Add to that a strong promotional campaign that touts PPV's attributes-much like In Demand and Buena Vista did here-and the movie is almost as destined for financial success as the next World Wrestling Federation PPV event.
Yet studios have been very reluctant to follow the blueprint for PPV-movie success. Whether it's fear of retaliation from the very formidable Video Software Dealers Association or concerns that the PPV industry will be inconsistent with its support of short-window movies, most studios won't even entertain the thought of 30-day PPV windows.
Much has been made about the effect of short PPV windows on movies' home-video-rental sales. And while The Sixth Sense's video sales did fall 39 percent after the movie hit digital cable, even video retailers conceded that the film was in its home-video decline after one month of near-record-breaking sales.

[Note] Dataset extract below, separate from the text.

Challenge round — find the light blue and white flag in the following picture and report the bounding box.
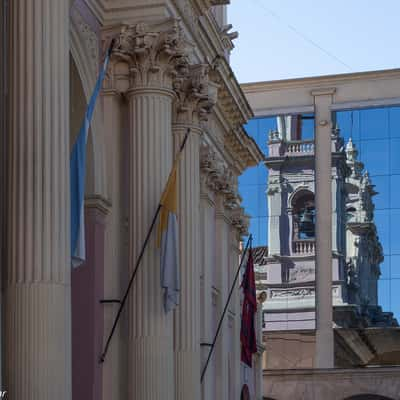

And how much of a negative impact can PPV have on home-video rentals when fewer than 5 percent of all cable homes have access to 30-day titles in a digital environment?
Meanwhile, In Demand and DirecTV stand ready to do whatever it takes to effectively market and promote box-office hits with short home-video windows.
Now is a perfect time for studios to finally see if PPV can deliver on its promise. With digital still in a limited number of homes, studios should provide movies with short PPV windows and give the industry the opportunity to prove whether it can return significant revenue.
Hollywood has little to lose and, judging by the results of The Sixth Sense, an enormous amount of revenue to gain.